Natural-Language-Processing

Create a Classifier for Sentiment Analysis with NLTK

NLTK is the most popular Python package for Natural Language processing, it provides algorithms for importing, cleaning, pre-processing text data in human language and then apply computational linguistics algorithms like sentiment analysis.

Date Set

NLTK also includes many easy-to-use datasets in the nltk.corpus package. We are using movie_reviews package for this Project. In particular in the movie_reviews dataset we have 2000 text files, each of them is a review of a movie, and they are already split in a neg folder for the negative reviews and a pos folder for the positive reviews.

Tokenize Text in Words

The first step in Natural Language processing is generally to split the text into words, this process might appear simple but it is very tedious to handle all corner cases, see for example all the issues with punctuation we have to solve if we just start with a split on whitespace. nltk has a sophisticated word tokenizer trained on English named punkt. hen we can use the word_tokenize function to properly tokenize this text.

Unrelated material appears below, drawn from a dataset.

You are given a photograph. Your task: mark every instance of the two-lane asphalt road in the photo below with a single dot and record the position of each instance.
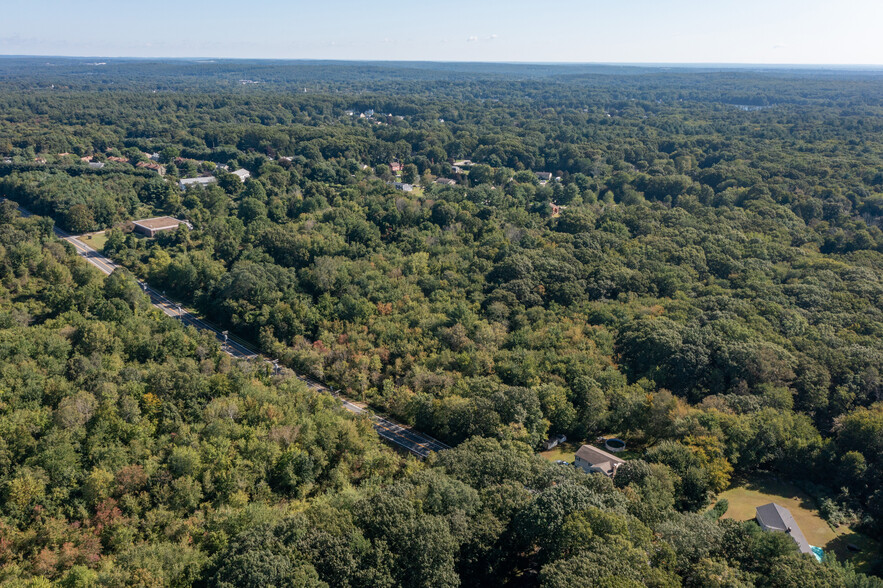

Build a bag-of-words model

The simplest model for analyzing text is just to think about text as an unordered collection of words (bag-of-words). This can generally allow to infer from the text the category, the topic or the sentiment.

From the bag-of-words model we can build features to be used by a classifier, here we assume that each word is a feature that can either be True or False. We implement this in Python as a dictionary where for each word in a sentence we associate True, if a word is missing, that would be the same as assigning False.

Train a Classifier for Sentiment Analysis

Using our build_bag_of_words_features function we can build separately the negative and positive features. Basically for each of the 1000 negative and for the 1000 positive review, we create one dictionary of the words and we associate the label "neg" and "pos" to it.

We are using NaiveBayesClassifier from nltk librabry to generate model.

Evaluate the Classifier

Accuracy of the model on the training set i.e. the same data used for training, we expect this to be a very high number because the algorithm already "saw" those data. Accuracy is the fraction of the data that is classified correctly, we can turn it into percent. It is 98.06%.

The accuracy above is mostly a check that nothing went very wrong in the training, the real measure of accuracy is on the remaining 20% of the data that wasn't used in training, the test data. That is 71.75%.

So we can consider the accuracy here is around 70% which is pretty good for such a simple model if we consider that the estimated accuracy for a person is about 80%.